Because of its scale, efficiency and ruthlessness, Wal-Mart will force down the price of organics, and that is a good thing for consumers who can’t afford to spend any more for food than they already do. Wal-Mart will also educate Americans – many of whom have yet to learn what organic food is and how it differs from conventionally grown food.

This is an unalloyed good for the world’s environment, since it will result in less pesticide and chemical fertilizer being applied to land somewhere. Whatever you think of the prospect of organic Coca Cola, when it comes – and it will come – thousands of acres of the world’s corn fields (needed to make all that organic high fructose corn syrup) will no longer receive a shower of Atrazine. Okay, I know, you’re probably registering some cognitive dissonance at the conjunction of the words “organic” and “high fructose corn syrup” — but keep your eye for a moment on that Atrazine.
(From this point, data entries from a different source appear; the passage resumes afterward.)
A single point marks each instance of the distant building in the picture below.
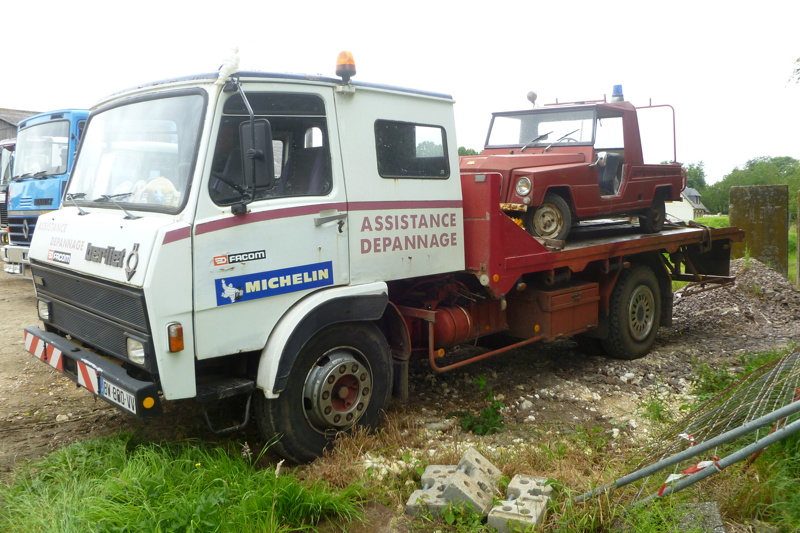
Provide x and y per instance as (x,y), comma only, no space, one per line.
(9,119)
(689,209)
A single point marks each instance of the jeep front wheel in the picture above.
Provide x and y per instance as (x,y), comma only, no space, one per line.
(551,220)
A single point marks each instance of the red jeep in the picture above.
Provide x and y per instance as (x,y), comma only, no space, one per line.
(565,163)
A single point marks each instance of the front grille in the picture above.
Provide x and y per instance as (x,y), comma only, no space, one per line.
(96,312)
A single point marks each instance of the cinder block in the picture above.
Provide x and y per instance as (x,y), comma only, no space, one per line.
(520,513)
(426,501)
(472,460)
(463,488)
(435,475)
(524,486)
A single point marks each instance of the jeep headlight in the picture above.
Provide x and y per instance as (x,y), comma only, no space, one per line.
(523,187)
(135,351)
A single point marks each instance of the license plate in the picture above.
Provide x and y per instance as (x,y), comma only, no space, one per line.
(119,396)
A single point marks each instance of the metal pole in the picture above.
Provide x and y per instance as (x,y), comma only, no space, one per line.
(765,420)
(735,457)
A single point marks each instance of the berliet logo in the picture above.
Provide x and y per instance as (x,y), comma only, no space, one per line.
(113,257)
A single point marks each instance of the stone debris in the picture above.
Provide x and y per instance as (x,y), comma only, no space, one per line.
(473,482)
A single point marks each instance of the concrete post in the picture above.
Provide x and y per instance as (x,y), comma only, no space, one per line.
(763,212)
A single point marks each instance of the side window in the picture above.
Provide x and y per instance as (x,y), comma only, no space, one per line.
(407,150)
(609,134)
(300,149)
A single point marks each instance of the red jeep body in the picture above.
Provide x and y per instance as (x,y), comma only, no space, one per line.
(566,163)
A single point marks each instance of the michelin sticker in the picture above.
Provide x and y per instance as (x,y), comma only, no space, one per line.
(272,283)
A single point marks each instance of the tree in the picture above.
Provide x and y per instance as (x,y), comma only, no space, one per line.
(757,171)
(696,176)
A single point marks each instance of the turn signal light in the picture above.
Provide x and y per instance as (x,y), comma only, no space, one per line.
(175,336)
(345,66)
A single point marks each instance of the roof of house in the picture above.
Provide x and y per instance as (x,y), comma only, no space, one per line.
(15,116)
(690,194)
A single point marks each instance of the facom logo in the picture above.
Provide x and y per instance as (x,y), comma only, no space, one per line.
(221,260)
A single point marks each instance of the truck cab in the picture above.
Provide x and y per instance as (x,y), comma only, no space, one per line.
(45,146)
(565,163)
(208,232)
(6,164)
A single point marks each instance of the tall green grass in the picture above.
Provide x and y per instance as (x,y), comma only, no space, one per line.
(117,485)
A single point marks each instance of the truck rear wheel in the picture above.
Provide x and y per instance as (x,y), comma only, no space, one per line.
(551,220)
(342,378)
(635,314)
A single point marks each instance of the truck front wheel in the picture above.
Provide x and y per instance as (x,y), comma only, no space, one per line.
(342,378)
(635,313)
(551,220)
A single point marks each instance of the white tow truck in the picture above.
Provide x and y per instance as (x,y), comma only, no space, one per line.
(290,242)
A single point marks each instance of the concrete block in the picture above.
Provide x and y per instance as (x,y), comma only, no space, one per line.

Atrazine is an herbicide commonly applied to cornfields in America (it’s been banned in Europe as a suspected carcinogen), and traces of it show up in our water and food. Does that matter? Well, at concentrations as slight as .10 part per billion, Atrazine in the water has been shown to chemically emasculate frogs, turning healthy males into hermaphrodites. I don’t know about you, but I sort of like the idea of keeping such a molecule out of my teenage son’s diet, even if the nutritionists say they don’t have any proof organic food is any healthier. (The Times’ story about Wal-Mart’s organic initiative, which appeared on the newspaper’s front page, cited unnamed nutritionists who claimed the “health benefits of [many organic foods] are negligible.”) Do you really need to wait for scientific proof (which would mean testing these chemicals directly on human subjects) that keeping such chemicals out of your family’s food is a good idea? The fact that low-income Americans will soon be able to make the same choice I have been making strikes me as positive and important.
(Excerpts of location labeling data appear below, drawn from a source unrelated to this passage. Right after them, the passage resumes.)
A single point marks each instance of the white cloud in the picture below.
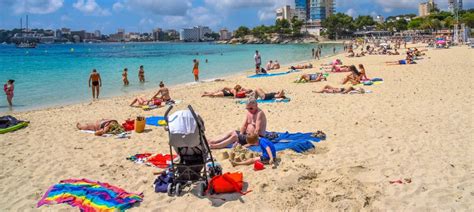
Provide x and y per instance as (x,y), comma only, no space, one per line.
(161,7)
(34,6)
(118,6)
(90,7)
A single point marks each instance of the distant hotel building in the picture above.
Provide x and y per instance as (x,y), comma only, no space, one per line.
(425,8)
(285,13)
(194,34)
(454,5)
(224,34)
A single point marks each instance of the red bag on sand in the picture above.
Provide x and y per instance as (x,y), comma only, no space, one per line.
(227,183)
(240,94)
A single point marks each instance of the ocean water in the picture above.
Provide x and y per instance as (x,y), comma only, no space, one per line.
(58,74)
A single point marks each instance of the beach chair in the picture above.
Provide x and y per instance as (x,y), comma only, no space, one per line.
(195,164)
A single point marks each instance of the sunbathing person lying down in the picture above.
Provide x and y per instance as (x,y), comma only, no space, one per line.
(318,77)
(101,127)
(260,94)
(330,89)
(227,92)
(302,66)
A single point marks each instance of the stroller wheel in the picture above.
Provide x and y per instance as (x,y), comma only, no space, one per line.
(177,189)
(201,189)
(170,189)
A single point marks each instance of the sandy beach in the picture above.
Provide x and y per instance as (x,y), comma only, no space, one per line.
(417,125)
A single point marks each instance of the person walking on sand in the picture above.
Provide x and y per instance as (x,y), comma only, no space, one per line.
(258,60)
(141,74)
(196,70)
(125,77)
(96,83)
(8,88)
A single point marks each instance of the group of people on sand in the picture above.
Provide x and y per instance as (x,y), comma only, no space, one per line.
(240,92)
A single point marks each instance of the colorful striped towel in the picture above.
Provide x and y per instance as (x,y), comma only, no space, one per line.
(90,195)
(261,101)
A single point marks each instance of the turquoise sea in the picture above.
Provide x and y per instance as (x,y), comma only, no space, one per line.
(57,74)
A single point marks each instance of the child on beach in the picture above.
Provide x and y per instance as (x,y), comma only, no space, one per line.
(125,77)
(268,151)
(196,70)
(8,88)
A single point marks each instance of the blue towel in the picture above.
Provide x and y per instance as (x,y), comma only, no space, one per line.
(153,120)
(261,101)
(268,75)
(298,142)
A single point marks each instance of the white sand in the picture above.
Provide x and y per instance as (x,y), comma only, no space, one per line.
(418,124)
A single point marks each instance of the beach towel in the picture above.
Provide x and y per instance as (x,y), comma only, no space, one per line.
(155,121)
(90,195)
(298,142)
(261,101)
(269,74)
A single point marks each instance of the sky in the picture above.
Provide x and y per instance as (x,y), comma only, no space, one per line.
(145,15)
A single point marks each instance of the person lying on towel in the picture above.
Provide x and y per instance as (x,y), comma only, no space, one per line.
(330,89)
(317,77)
(268,151)
(255,122)
(260,94)
(102,127)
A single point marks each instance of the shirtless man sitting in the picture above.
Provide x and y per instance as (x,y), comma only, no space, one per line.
(255,123)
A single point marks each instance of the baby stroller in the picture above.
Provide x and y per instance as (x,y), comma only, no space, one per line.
(195,164)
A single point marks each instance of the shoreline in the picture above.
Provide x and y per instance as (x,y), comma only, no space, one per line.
(408,130)
(172,87)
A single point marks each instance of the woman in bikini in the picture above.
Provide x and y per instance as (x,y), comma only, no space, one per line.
(125,77)
(354,77)
(99,127)
(260,94)
(330,89)
(226,92)
(318,77)
(96,83)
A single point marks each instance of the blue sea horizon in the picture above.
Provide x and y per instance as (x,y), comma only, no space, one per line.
(57,74)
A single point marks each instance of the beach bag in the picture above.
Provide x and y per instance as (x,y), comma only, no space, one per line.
(240,95)
(162,181)
(227,183)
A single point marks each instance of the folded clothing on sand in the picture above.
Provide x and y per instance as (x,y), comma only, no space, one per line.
(90,195)
(286,100)
(158,160)
(155,121)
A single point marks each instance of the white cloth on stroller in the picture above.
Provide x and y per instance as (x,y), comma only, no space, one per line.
(182,122)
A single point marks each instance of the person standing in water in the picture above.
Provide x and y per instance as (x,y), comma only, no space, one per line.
(141,74)
(196,70)
(8,88)
(96,83)
(125,77)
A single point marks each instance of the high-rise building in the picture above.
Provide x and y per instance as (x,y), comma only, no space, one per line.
(454,5)
(194,34)
(302,9)
(224,34)
(425,8)
(284,13)
(321,9)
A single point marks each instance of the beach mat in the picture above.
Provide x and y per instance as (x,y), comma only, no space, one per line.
(90,195)
(154,120)
(298,142)
(261,101)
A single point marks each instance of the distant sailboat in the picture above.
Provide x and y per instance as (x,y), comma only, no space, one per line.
(24,43)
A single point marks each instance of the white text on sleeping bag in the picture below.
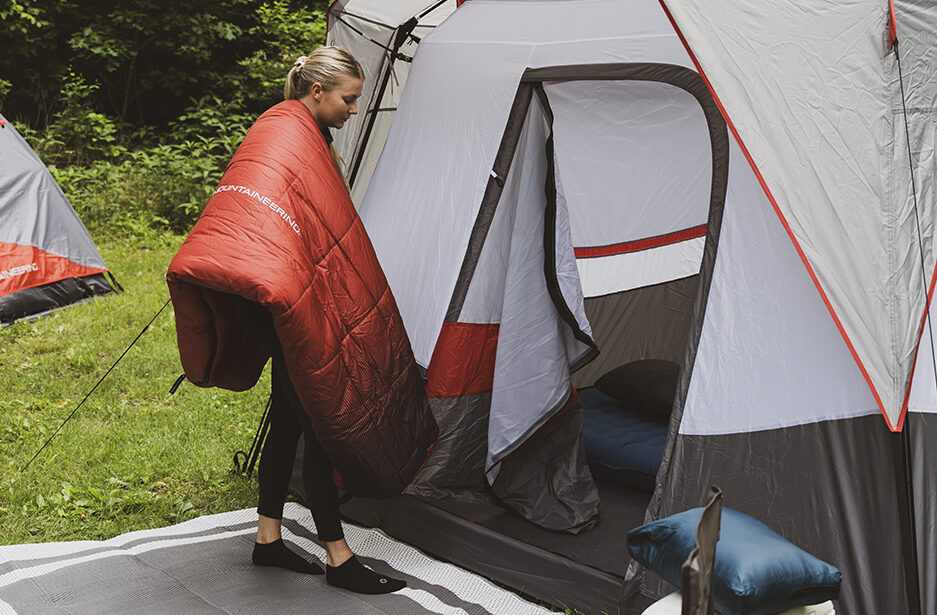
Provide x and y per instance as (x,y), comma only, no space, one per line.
(262,200)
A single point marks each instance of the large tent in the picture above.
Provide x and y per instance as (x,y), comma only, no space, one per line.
(383,37)
(746,190)
(47,258)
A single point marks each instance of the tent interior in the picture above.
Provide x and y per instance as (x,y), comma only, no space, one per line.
(628,194)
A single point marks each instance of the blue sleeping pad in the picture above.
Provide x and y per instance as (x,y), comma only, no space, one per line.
(622,444)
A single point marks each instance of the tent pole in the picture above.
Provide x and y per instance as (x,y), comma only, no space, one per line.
(402,32)
(913,584)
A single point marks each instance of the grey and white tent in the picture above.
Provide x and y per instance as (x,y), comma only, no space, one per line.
(47,258)
(571,185)
(383,37)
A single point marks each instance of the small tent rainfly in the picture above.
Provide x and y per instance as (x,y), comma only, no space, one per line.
(745,189)
(383,37)
(47,258)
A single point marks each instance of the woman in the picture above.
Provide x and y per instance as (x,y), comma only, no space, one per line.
(328,82)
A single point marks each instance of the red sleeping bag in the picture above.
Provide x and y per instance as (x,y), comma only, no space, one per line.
(280,238)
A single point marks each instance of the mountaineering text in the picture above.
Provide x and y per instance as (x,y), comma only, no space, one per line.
(12,272)
(260,199)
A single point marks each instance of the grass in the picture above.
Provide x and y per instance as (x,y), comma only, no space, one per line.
(133,456)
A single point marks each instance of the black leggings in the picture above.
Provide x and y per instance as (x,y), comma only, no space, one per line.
(287,421)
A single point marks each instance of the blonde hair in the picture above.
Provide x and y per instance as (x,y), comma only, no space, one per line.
(326,66)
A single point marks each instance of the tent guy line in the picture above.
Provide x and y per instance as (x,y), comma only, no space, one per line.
(106,374)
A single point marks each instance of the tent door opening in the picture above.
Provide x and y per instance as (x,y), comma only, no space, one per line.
(631,164)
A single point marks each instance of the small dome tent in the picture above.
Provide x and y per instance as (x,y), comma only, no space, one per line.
(47,258)
(571,185)
(383,36)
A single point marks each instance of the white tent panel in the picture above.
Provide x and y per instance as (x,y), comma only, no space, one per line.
(636,159)
(770,355)
(924,388)
(824,154)
(391,14)
(471,72)
(431,132)
(611,274)
(567,271)
(372,56)
(359,15)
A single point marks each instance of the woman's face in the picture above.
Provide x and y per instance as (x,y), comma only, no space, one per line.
(335,106)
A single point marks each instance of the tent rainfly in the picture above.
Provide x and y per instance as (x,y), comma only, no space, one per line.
(47,258)
(383,36)
(747,190)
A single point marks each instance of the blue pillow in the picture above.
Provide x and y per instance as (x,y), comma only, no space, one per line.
(757,572)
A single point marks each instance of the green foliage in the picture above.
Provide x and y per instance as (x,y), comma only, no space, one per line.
(136,108)
(139,106)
The Times’ coverage of Wal-Mart’s plans was notable for its values-free attitude toward organics. In this it reflected the corporate relativism fashionable among the big companies now rushing into the organic marketplace. They have little choice but to sit firmly on the fence when it comes to making any objective claims about the superiority of organics. (Said one Wal-Mart executive, “Organic agriculture is just another method of agriculture – not better, not worse.”) How do you introduce organic Coco Puffs without implying that there’s something wrong with, or less-wonderful about, conventional Cocoa-Puffs? You adopt the postmodern perspective of the marketer, for whom consumer choice is a matter of self-expression that has nothing to do with old-fashioned ideas of “better” and “worse.” When I was writing about the industrialization of organics in The New York Times Magazine five years ago, I spent a lot of time with the executives at General Mills, who had just acquired an organic division. From the chairman on down, no one wanted to answer the straightforward question, “Is organic food better than conventional food?” To a man (and they were nearly all men), they said things like, “If you think organic food is better, then it’s better.” Organic was, like beauty, in the eye of the beholder, purely subjective. Until, that is, I got to the basement laboratory, where the scientist in quality control whose job it was to make sure the levels of toxic pesticide in the breakfast cereal do not exceed federal tolerances, looked at me as if I were dense. The mass spectrometer offered a decidedly pre-post-modern picture of reality. When I asked whether the machine could discern any difference in organic foods, the scientist said, plainly, “Well, they don’t contain pesticide.”

So don’t believe the marketing talk that organic is just another lifestyle choice: it is, for all its limitations, a better agriculture and, if you care about ingesting neurotoxins and endocrine disruptors and carcinogens, an unambiguously better kind of food to eat. That more Americans will now be able to make that choice is something to cheer. As I suggested, however, there are problems with the Wal-Martization of organic food, and I will address those in a subsequent post.